It’s been a while since last time I was in Ukraine. The pandemic and the invasion have put plans to revisit on hold. I dug out some old pictures from my visits in Ukraine and in this series of posts, I will share some of my experiences from travelling in Ukraine, starting with Crimea.
I visited in Crimea in late Summer 2010. We flew in to Simferopol from Kyiv and spent a little week in a rented cabin near the coast west of Jalta. The water was warm and and never calm, I remember diving down and picking up shellfish from the rocky sea floor. We ate fresh figs for breakfast picked from the fig tree groove surrounding the cabin.
The beachfront was paved with concrete and abandoned construction projects littered the area, particularly a luxury hotel for the Soviet elite overlooking the sea. The coastline is defined by the mountains that rise from the sea.

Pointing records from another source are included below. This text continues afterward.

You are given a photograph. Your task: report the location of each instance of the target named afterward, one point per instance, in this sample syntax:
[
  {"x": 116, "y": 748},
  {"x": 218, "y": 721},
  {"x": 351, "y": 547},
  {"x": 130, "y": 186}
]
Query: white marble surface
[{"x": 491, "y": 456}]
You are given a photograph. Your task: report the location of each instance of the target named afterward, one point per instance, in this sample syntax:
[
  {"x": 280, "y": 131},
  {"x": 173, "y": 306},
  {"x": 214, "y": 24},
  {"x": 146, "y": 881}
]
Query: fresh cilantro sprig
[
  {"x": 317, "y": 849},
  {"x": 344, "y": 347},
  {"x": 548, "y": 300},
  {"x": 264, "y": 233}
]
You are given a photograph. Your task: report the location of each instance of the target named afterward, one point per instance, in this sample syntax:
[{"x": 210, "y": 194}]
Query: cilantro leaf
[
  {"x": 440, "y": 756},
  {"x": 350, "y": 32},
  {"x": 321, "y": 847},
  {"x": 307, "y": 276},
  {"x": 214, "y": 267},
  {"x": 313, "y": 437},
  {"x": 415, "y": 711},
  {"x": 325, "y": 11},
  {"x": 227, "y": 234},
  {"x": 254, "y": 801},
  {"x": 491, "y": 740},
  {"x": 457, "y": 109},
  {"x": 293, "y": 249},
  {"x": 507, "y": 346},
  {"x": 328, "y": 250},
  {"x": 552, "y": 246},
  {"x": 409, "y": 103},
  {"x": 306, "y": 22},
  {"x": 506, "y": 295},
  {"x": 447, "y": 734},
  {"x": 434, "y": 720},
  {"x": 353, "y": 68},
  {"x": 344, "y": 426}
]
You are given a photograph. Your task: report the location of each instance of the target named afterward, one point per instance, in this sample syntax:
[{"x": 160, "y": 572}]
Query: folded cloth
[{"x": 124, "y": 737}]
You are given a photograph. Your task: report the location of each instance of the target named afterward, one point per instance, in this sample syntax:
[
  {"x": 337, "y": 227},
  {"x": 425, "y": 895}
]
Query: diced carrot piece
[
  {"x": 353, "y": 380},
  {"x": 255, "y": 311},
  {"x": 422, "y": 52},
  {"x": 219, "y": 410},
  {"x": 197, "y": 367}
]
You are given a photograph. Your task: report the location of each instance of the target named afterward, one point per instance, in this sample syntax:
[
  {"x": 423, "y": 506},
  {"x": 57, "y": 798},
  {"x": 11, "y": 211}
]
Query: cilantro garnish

We took a bus to Yalta one day to see the room where Stalin, Churchill, and FDR drew the line down Europe that would later become the iron curtain and divide Europe for 45 years. We walked back and when nature called and my companion asked for directions to the nearest public toilet, the answer was “everywhere”.
Another day we travelled to Sevastopol. The presence of the Russian navy was clear but at that time I did not perceive it as a threat. At the outskirts of Sevastopol, we explored the ruins of the greek settlement Chersonesus.
We also visited Balaklava and the nearby submarine repair station that had been carved into the mountain during the Cold War. At that time a museum, going through heavy blast doors into a large tunnel. Seven Whiskey-class submarines would fit in there.
Such a beautiful place with such a long, tragic history.